The two classes indicate two distinct mechanisms of long-range regulation of androgen-responsive genes. In particular, genes in Class 1 correspond to ‘short’ combinatorial long-range regulation that we have hypothesized, whereas the long-range regulation mechanism of genes in Class 2 is less clear, although it is consistent with a long-range regulation mechanism that requires mediation from factor(s) that are located much farther away from the genes being regulated. To elaborate on the effect of distances on the classification of these two classes, we plotted the density function (smoothed using spline function) of the distances, stratified according to classes and up/down regulation of genes (Figure 3). As shown in Figure 3, genes in Class 1 are closer to AR and FoxA1 binding sites compared to those in Class 2 with both up- and down-regulated genes showing similar patterns. This phenomenon is more obviously displayed in upregulated genes.

Figure 3.
Genes in Class 1 are closer to a transcription factor AR and to FoxA1 binding sites compared to genes in Class 2. The same patterns are observed in both up- and down-regulated genes, although this distance preferential are more obvious for over-expressed ...

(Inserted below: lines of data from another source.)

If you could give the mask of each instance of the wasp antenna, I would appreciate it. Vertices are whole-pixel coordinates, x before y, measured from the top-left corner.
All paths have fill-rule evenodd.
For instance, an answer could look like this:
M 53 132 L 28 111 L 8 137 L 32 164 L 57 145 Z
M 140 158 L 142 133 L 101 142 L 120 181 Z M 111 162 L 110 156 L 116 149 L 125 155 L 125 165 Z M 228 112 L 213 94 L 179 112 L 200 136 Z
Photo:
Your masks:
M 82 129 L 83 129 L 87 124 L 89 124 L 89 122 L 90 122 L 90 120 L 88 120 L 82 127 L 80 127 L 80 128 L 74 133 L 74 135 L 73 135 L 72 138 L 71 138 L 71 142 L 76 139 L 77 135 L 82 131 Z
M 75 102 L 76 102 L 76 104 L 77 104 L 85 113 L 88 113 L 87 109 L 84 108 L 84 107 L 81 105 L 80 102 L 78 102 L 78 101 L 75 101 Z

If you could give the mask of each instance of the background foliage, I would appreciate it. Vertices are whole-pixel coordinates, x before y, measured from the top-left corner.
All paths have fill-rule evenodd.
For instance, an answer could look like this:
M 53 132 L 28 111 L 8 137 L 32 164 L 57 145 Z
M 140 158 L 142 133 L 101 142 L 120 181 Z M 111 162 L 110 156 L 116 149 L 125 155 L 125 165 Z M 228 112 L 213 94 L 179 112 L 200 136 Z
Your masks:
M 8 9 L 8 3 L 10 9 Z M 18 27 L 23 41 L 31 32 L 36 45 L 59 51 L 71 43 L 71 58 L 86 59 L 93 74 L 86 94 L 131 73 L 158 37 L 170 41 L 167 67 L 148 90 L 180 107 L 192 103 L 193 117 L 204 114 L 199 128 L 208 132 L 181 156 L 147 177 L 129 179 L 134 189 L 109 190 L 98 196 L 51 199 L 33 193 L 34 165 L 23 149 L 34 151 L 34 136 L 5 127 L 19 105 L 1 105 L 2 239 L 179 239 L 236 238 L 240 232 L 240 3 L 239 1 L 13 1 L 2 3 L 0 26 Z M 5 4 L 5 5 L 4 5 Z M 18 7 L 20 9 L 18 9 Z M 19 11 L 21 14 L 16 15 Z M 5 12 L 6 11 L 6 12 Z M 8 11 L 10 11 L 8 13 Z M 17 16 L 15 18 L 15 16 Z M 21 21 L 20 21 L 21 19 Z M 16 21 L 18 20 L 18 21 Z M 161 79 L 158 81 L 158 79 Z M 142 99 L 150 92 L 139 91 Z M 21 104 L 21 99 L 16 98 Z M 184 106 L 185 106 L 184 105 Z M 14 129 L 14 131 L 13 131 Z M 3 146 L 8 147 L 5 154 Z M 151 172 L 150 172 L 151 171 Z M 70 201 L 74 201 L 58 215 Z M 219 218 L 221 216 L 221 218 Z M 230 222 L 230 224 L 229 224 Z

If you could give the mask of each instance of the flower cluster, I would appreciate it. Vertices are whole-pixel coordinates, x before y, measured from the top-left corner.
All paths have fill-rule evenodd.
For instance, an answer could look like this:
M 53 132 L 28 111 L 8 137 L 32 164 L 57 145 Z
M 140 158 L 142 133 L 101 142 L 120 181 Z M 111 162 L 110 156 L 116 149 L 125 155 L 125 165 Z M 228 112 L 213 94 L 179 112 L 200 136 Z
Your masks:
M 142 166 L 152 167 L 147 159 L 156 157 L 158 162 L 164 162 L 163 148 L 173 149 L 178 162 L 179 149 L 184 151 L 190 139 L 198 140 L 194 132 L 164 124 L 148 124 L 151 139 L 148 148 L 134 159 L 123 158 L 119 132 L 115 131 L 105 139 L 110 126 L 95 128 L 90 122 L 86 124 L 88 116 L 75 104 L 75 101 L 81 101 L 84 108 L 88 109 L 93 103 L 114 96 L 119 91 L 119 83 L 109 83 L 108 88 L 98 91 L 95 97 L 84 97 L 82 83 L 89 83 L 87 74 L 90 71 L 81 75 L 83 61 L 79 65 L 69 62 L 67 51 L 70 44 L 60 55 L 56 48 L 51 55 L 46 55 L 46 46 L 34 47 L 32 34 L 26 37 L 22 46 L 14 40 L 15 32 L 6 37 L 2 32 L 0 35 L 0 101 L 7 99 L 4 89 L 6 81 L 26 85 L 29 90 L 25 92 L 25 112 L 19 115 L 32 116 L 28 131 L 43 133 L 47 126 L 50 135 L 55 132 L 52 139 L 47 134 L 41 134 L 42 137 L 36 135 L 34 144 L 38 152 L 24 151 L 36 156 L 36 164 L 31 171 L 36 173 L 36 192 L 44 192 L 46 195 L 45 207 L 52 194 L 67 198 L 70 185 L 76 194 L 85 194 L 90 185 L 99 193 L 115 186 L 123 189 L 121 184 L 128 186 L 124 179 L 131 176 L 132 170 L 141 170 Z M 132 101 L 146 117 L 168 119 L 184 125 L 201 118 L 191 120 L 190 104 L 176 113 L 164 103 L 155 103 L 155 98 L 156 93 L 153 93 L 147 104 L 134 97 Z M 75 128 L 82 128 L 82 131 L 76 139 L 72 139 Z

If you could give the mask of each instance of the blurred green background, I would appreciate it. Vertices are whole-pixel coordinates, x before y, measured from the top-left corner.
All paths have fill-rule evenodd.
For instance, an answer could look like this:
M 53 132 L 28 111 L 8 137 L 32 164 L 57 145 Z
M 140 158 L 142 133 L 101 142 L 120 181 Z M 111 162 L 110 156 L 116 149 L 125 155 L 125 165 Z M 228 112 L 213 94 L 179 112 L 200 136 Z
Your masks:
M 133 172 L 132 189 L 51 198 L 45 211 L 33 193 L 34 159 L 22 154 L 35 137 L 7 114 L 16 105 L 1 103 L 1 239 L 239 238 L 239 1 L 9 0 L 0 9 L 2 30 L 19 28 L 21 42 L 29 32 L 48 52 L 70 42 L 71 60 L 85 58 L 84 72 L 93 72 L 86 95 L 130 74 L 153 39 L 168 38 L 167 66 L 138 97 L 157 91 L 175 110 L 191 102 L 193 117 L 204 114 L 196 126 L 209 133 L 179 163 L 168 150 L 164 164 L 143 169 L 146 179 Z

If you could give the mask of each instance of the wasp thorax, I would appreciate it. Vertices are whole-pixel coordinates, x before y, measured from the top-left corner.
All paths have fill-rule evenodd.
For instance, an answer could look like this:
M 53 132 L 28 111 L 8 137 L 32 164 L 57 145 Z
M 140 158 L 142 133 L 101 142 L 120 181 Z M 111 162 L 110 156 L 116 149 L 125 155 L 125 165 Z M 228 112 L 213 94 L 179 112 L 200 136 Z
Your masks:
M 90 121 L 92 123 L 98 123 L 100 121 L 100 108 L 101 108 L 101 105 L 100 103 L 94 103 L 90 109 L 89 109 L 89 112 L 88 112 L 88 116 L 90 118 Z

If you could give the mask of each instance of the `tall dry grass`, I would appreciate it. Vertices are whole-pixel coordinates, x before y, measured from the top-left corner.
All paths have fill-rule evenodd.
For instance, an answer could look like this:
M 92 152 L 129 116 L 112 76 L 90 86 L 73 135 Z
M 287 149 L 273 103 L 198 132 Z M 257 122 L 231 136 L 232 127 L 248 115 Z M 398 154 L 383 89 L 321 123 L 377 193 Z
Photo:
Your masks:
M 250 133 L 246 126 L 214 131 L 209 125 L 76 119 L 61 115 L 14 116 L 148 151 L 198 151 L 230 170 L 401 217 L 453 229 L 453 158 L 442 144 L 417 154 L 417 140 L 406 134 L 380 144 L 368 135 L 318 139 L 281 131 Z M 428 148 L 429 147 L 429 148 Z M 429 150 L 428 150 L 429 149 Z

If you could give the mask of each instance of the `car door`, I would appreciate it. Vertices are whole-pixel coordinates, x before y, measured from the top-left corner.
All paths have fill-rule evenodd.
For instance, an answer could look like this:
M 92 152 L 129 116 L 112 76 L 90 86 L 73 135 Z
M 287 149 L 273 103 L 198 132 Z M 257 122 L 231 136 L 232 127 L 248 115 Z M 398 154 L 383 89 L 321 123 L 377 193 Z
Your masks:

Interestingly, genes in Class 1 shows significantly higher change of expression level compared to genes in Class 2 (Mann–Whitney, P-value = 4.34 × 10−10), with around 93% of the genes in Class 1 having AR/H3K4me2 overlapping region as well as having FoxA1 binding sites in the same CTCF blocks (Figure 4). Our analysis thus suggests that higher expression level may be due to short combinatorial long-range regulation being much more efficient than other mechanisms of long-range regulation. We next provide three lines of evidence to support our observation and conclusion using existing data and resources/databases, as we detail in the following sections.

Figure 4.
Comparison of genes in Class 1 and Class 2 in terms of expression level and block classification. (A) Genes in Class 1 exhibit higher change of expression level than those in Class 2. (B) 93% of genes in Class 1 have AR binding sites which overlap with ...

Functional analysis of classified androgen-responsive genes

Three lines of evidence are shown to substantiate the finding that ‘short’ combinatorial long-range regulation is much more efficient than other long-range regulation. First, we performed KEGG pathway analysis to show that Class 1 is significantly enriched in prostate cancer related genes. Second, we showed that the genes in Class 1 are preferentially expressed in prostate tissues. Finally, we assess the biological significance of the set of genes in Class 1 on cells isolated using laser-capture microdissection (LCM) representing prostate cancer progression.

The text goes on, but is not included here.